La crypte est plus que la base de l’église supérieure. Elle est une église à part entière, avec son propre autel. Le chœur est recouvert de mosaïques très travaillées et décoré de statues d’anges célébrant les vertus de saint Joseph.

Les Vierges du monde

La crypte est entourée de chapelles comme celle-ci, dédiées à la Vierge Marie telle qu’elle est invoquée dans différents lieux de pèlerinage, au Portugal, en Pologne, en Hongrie, en Inde, aux Philippines, au Liban, en Guadeloupe et en Chine, notamment.

Les ex-voto

Les murs sont couverts de plaques de marbre appelées « ex-voto ». Les donateurs les offrent pour remercier un saint de les avoir exaucés, par exemple en guérissant un être cher qui était malade. Les lieux de pèlerinage abritent de nombreux ex-voto.

La nef centrale
La nef centrale est richement décorée. Elle comporte de nombreux ornements et éléments dorés. Des mosaïques la tapissent du sol au plafond. L’architecte Pierre Bossan s’est inspiré des mosaïques ornant l’intérieur des églises qu’il avait visitées lors de ses séjours en Sicile.

Les coupoles

Ces trois coupoles représentent les liens qui unissent la Vierge Marie et les trois personnes de la Trinité. Elle est en effet la fille du Père, l’épouse de l’Esprit Saint et la mère du Christ.

Le sol

Le sol est décoré de mosaïques minutieusement agencées qui font appel à différents types de marbre et de pierres dures. Elles forment des motifs géométriques et floraux de plus en plus élaborés à mesure que l’on se rapproche du chœur.

Mosaïque de la bataille de Lépante

Cette mosaïque illustre la bataille de Lépante, en 1571, durant laquelle le pape Pie V implora l’intervention de la Vierge Marie afin que la flotte turque de Selim II soit vaincue par la flotte chrétienne.

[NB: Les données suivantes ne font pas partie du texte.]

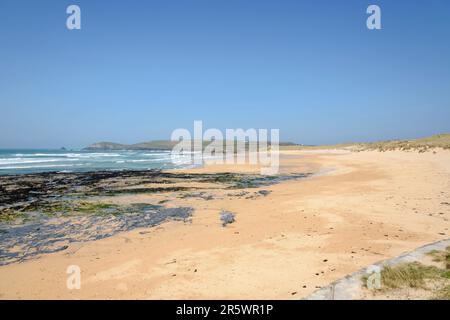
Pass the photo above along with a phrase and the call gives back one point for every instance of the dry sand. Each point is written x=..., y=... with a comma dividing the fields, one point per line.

L’entrée triomphale de Jeanne d’Arc à Orléans

Cette mosaïque retrace l’entrée triomphale de Jeanne d’Arc à Orléans, mais aussi les cinq moments clés de sa vie : ses Voix, la victoire de Patay, le sacre de Reims, sa captivité et sa mort sur le bûcher.

Le chœur
La basilique est entièrement décorée en hommage à la Vierge Marie, et plus l’on se rapproche du cœur de l’église, appelé le chœur ou encore la galerie du chœur, plus ce symbolisme est dense. Cet espace est considéré comme sacré, et l’Immaculée Conception, ou la maternité divine de Marie, est l’élément central de la décoration.

Le Vœu de Louis XIII

Sur cette mosaïque, le roi Louis XIII et son épouse, Anne d’Autriche, offrent une couronne symbolisant la France à la Vierge Marie en espérant qu’elle leur donnera un héritier. Leur vœu est exaucé. Cet enfant est le futur Louis XIV.

La Vierge Marie

Cette statue est l’élément central de l’autel. Marie, qui veille sur la congrégation, tient l’Enfant-Jésus levant les doigts pour bénir les fidèles. Sculptée en marbre de Carrare, cette statue est couverte d’un voile en signe de pureté.

La voûte du chœur

Les nervures et la coquille de la voûte sont richement décorées de bijoux, de roses et de feuillages, et sont entourées d’angelots. La clef de voûte, de six mètres de large, accueille la colombe du Saint-Esprit en son centre.